Hoewel daar in de praktijk, naar mijn weten, zelden openlijk over wordt geklaagd, is de termijn van twee weken, zeker in complexere zaken en dat zijn de ‘dossiers’ waarover een advocaat-generaal zich heeft gebogen, nogal kort, mede gelet op het feit dat partijen niet (vooraf) weten wanneer de conclusie op de deurmat valt. Dát dat zo is, dringt zich welhaast als een evidentie op, maar, het zij toegegeven, de (on)rechtvaardigheidsmaatstaf aan de hand waarvan de huidige termijn van veertien dagen kan worden beoordeeld, komt uit een zwarte doos waarvan een enkeling meent de inhoud te kennen. En inderdaad, ik zal er niet omheen draaien, al is het een weinig verheffende boodschap: ‘Gerechtigkeit ist in erster Linie eine mögliche, aber nicht notwendige Eigenschaft einer gesellschaftlichen Ordnung. Nur in zweiter Linie eine Tugend des Menschen.’24
Ook in de door E.B. Pechler en M.W.C. Feteris uitgevoerde evaluatie van het herziene fiscale procesrecht, hebben de geïnterviewden die zich erover hebben uitgelaten, te kennen gegeven dat de termijn van twee weken ‘aan de korte kant is, zo niet te kort.’25 De onderzoekers doen de aanbeveling om de termijn waarbinnen partijen op de conclusie kunnen reageren op vier weken te stellen, een termijn die ook geldt voor een reactie op de conclusie van repliek.26 Deze termijn, die kennelijk steun vindt in in de praktijk levende opvattingen, geeft op reëlere wijze inhoud aan de gedachte die aan de Straatsburgse leer ten grondslag ligt: de ‘beklaagde’ moet in de gelegenheid worden gesteld om te reageren op een voor hem ongunstige conclusie (het verdedigingsbeginsel).27 Het schriftelijke commentaar dient er dus niet (alleen) toe om feitelijke oneffenheden glad te strijken en ‘misverstanden’ weg te nemen. Maar daarnaast vindt de mogelijkheid om te reageren op een conclusie ook haar grond in het beginsel van een goede procesorde; zo behoeft het geen betoog dat in de situatie waarin een advocaat-generaal op eigen initiatief regels van Europees recht bij de zaak betrekt, het partijen moet worden vergund daarover hun licht te laten schijnen (en hun feitelijke stellingen aan te vullen, zou ik daaraan bijna willen toevoegen, maar een cassatieprocedure leent zich daar niet voor; op de vraag of zij daarin – onder omstandigheden – zou moeten voorzien, ga ik nu niet in). Dat een schriftelijk commentaar – in de wandeling Borgersbrief genoemd – vertragend kan werken, en vaak niet meer is dan ‘een nutteloze herhaling van zetten’, zoals (voormalig) vice-president van de belastingkamer van de Hoge Raad G.J. Zuurmond bij zijn afscheid vertelde28, lijkt mij overdreven.
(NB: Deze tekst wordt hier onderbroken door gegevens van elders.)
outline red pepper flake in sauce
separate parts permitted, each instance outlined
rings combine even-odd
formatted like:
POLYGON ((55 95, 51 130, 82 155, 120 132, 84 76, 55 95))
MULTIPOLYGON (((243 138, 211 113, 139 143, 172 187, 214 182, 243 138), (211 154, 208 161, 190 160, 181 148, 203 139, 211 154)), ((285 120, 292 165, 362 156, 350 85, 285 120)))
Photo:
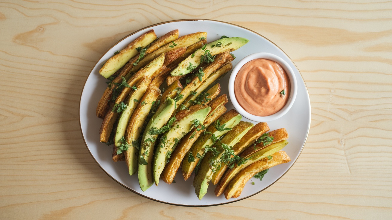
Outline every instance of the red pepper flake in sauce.
POLYGON ((268 116, 286 104, 290 81, 279 64, 265 59, 256 59, 241 68, 234 82, 234 92, 240 105, 248 113, 268 116))

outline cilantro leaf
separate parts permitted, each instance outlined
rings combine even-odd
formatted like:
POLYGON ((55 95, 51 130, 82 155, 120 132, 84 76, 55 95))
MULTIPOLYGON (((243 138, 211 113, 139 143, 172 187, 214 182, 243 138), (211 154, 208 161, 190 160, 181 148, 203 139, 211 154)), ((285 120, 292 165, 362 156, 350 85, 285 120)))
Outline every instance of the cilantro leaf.
POLYGON ((268 169, 264 170, 256 174, 254 176, 257 179, 260 179, 261 181, 263 179, 263 178, 264 177, 264 175, 268 172, 268 169))
POLYGON ((195 162, 195 158, 192 155, 192 152, 189 152, 189 155, 188 156, 188 162, 189 163, 195 162))
POLYGON ((215 128, 216 129, 217 131, 230 131, 231 130, 231 129, 230 128, 225 128, 225 126, 226 126, 225 124, 223 124, 222 126, 221 126, 219 120, 216 120, 216 124, 215 125, 215 128))
POLYGON ((114 104, 114 106, 113 106, 113 108, 112 109, 112 111, 120 113, 126 109, 127 109, 127 105, 122 102, 119 104, 117 104, 117 103, 114 104), (116 109, 117 110, 116 110, 116 109))

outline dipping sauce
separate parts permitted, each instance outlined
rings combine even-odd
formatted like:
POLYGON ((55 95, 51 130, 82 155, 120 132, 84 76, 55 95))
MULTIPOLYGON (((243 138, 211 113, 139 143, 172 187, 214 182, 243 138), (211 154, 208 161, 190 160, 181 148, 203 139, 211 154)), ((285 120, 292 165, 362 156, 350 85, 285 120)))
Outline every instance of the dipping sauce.
POLYGON ((290 84, 289 76, 280 65, 269 60, 256 59, 238 71, 234 81, 234 92, 245 111, 257 116, 268 116, 286 104, 290 84))

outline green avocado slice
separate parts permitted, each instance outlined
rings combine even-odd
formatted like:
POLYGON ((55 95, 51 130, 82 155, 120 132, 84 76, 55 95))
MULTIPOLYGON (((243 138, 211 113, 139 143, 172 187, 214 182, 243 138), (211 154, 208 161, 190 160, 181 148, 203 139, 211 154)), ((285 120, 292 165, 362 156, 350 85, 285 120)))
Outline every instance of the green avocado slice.
POLYGON ((215 56, 224 52, 232 51, 248 42, 249 40, 247 39, 235 37, 224 38, 207 44, 180 63, 171 75, 175 76, 187 74, 200 64, 203 56, 209 53, 211 56, 215 56))
POLYGON ((171 129, 161 137, 161 143, 158 144, 158 147, 155 151, 153 167, 154 179, 157 185, 159 183, 159 178, 165 165, 178 142, 192 130, 196 120, 203 124, 204 119, 211 111, 211 107, 207 105, 205 106, 191 112, 182 119, 174 122, 171 129))
POLYGON ((140 189, 143 192, 154 183, 152 173, 152 154, 158 135, 150 131, 153 129, 162 128, 169 121, 175 109, 176 101, 170 97, 167 97, 164 102, 160 105, 156 112, 147 124, 144 130, 140 143, 138 174, 140 189))

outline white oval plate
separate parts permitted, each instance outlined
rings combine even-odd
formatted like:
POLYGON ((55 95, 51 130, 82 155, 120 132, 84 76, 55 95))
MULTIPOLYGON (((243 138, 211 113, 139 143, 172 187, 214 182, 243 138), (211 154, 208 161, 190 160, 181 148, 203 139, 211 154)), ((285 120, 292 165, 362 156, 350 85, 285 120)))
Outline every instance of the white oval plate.
MULTIPOLYGON (((229 94, 228 86, 231 72, 220 81, 221 94, 229 94)), ((226 104, 228 109, 233 108, 230 101, 226 104)), ((80 97, 79 106, 80 128, 86 145, 98 165, 110 177, 125 188, 142 196, 158 202, 173 205, 204 206, 220 205, 238 201, 249 197, 265 189, 281 177, 293 165, 305 144, 310 124, 310 105, 309 95, 301 73, 290 58, 272 42, 250 30, 230 24, 205 20, 178 20, 154 25, 135 31, 116 43, 97 62, 87 76, 80 97), (95 115, 97 104, 107 86, 107 80, 98 71, 102 64, 114 53, 121 50, 129 42, 151 29, 158 36, 169 31, 178 29, 180 36, 197 31, 206 31, 207 40, 211 42, 222 35, 240 36, 249 40, 249 42, 232 52, 236 57, 232 62, 233 66, 250 54, 266 52, 283 58, 294 70, 298 82, 297 98, 290 111, 278 120, 268 122, 271 130, 285 127, 290 136, 289 144, 283 150, 291 158, 290 162, 281 164, 270 169, 262 181, 252 178, 246 184, 241 196, 227 200, 223 195, 216 197, 214 193, 215 186, 211 184, 208 192, 201 200, 195 194, 192 185, 193 176, 185 181, 179 170, 171 185, 163 181, 158 186, 153 185, 146 191, 140 190, 137 175, 130 176, 125 162, 115 163, 112 160, 112 148, 99 142, 99 129, 102 120, 95 115), (254 185, 250 182, 254 181, 254 185)), ((243 120, 248 119, 243 117, 243 120)), ((252 122, 255 123, 254 122, 252 122)), ((194 174, 193 175, 194 176, 194 174)))

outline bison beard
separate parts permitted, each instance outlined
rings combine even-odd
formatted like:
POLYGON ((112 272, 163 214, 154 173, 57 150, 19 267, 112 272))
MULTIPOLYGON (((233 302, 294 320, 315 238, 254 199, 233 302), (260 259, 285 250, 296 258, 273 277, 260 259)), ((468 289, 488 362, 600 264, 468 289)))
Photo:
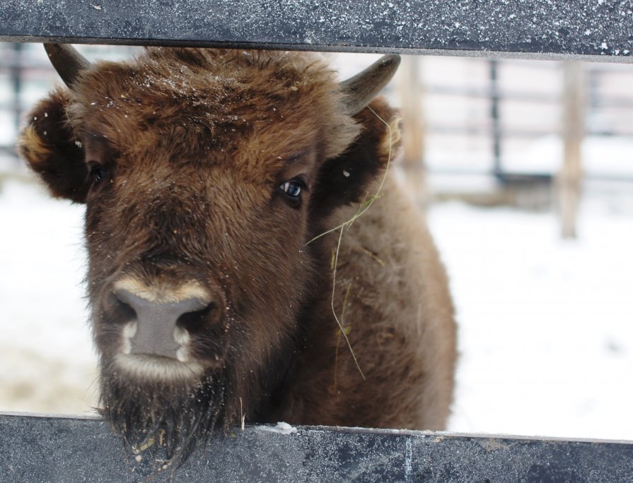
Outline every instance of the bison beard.
POLYGON ((147 448, 152 459, 177 467, 197 442, 213 431, 227 429, 226 371, 208 371, 197 381, 125 381, 110 362, 102 362, 101 415, 138 453, 147 448))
De huidige termijn en een eventuele (toegekende) verlenging daarvan kan in gemoede niet als een procesvertrager worden aangemerkt, alleen al niet omdat de Hoge Raad zo’n dossier niet onmiddellijk ter hand pleegt te nemen.
Tot besluit
Door de reactie van partijen als een volwaardig procesincident te zien, en die status te geven, kan daarvan een reflexwerking uitgaan op een genomen conclusie: een fenomeen dat, zo blijkt uit een interessante internationale studie29, de uiteindelijke uitspraak van ons hoogste rechtscollege (aanvullende) legitimiteit verschaft dan wel kan verschaffen (of is legitimiteit30 geen juridisch verschijnsel, en is het iets dat in de psychologische sfeer ligt? ‘Het recht als zodanig legitimeert niet, legitimatie is hoogstens een gevolg van het recht.’ En: ‘(…) Een schriftuur, een uitspraak als zodanig kan niet een mens tot een overtuiging brengen’, zo betoogde scheidend hoogleraar C.A.J.M. Kortmann in een interview.31 Denk daar eens over na, geachte lezer. U bestudeert nog wel eens wat, en waarom zou dat niet tot een ander en bezonkener oordeel leiden?). Ik verwacht dat de opvatting dat de ‘Borgers-termijn’ te kort is, bij de herziening van de Algemene wet inzake rijksbelastingen wordt meegenomen, en dat de verlenging ervan aan ons vervuld zal worden.